Emissions is one of the areas where he suggests they are trying to challenge traditional perceptions around glass, and offer better value to cullet users and other potential partners. There are often all sorts of CO2 costs involved in the various stages of collecting and recycling glass: From the point where it might be collected from kerbside, transported to a central recycling point, and taken to different locations for segregation or colour sorting. “Our approach is to ensure all products have a negative CO2 footprint, even after a long-chain process,” he says.

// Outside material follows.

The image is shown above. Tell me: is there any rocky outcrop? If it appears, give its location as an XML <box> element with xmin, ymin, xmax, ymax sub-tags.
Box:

One element of this is to avoid hauling the product around, often achieved by locating lots of different activities on the same site. For example, not only glass resizing and processing to separate cullet from different fractions with re-sell potential, but also having a waste-to-energy plant on site. The recycling of glass containers often produces a stream of mixed plastics and other items that can’t be recycled.
At one site, the firm has installed thermal cleaning systems, with some of the heat being recovered and used with a heat exchanger, providing further heat to pre-heat the glass prior to its alternative use.
The firm’s technology fits into larger installations of this kind, where other pieces of the material recovery puzzle might be located. So, for example, foam glass or cement plants. Having it in one place eliminates the need to continually haul the materials around to processing plants in different locations.
Krysteline has partnered with aluminium recycling plants, and he cites a UK firm that has found a way to segregate aluminium metal from the aluminium salt slag produced by the secondary aluminium industry, using an imploder.
One area where there has been a contemporary call upon the firm’s expertise is in the de-packaging of pharmaceuticals. The quantity of vials being produced for Covid vaccinations is immense, and he says that the firm can remove remove aluminium or rubber stoppers, and separate and return them.
This is also an area where implosion technology is being adapted to provide secure destruction units, and is a topic on which Whettingsteel is scheduled to present in July 2022 as part of the United Nations’ International Year of Glass celebrations.
Other recent contracts include one in Quebec, to install its technology across six material recycling facilities.
The range and variety of international projects coming to fruition seems to offer some testimony to the appetite out there for better technology solutions with glass recycling, and Whettingsteel believes it is a vindication of the firm’s philosophy, technology and business model.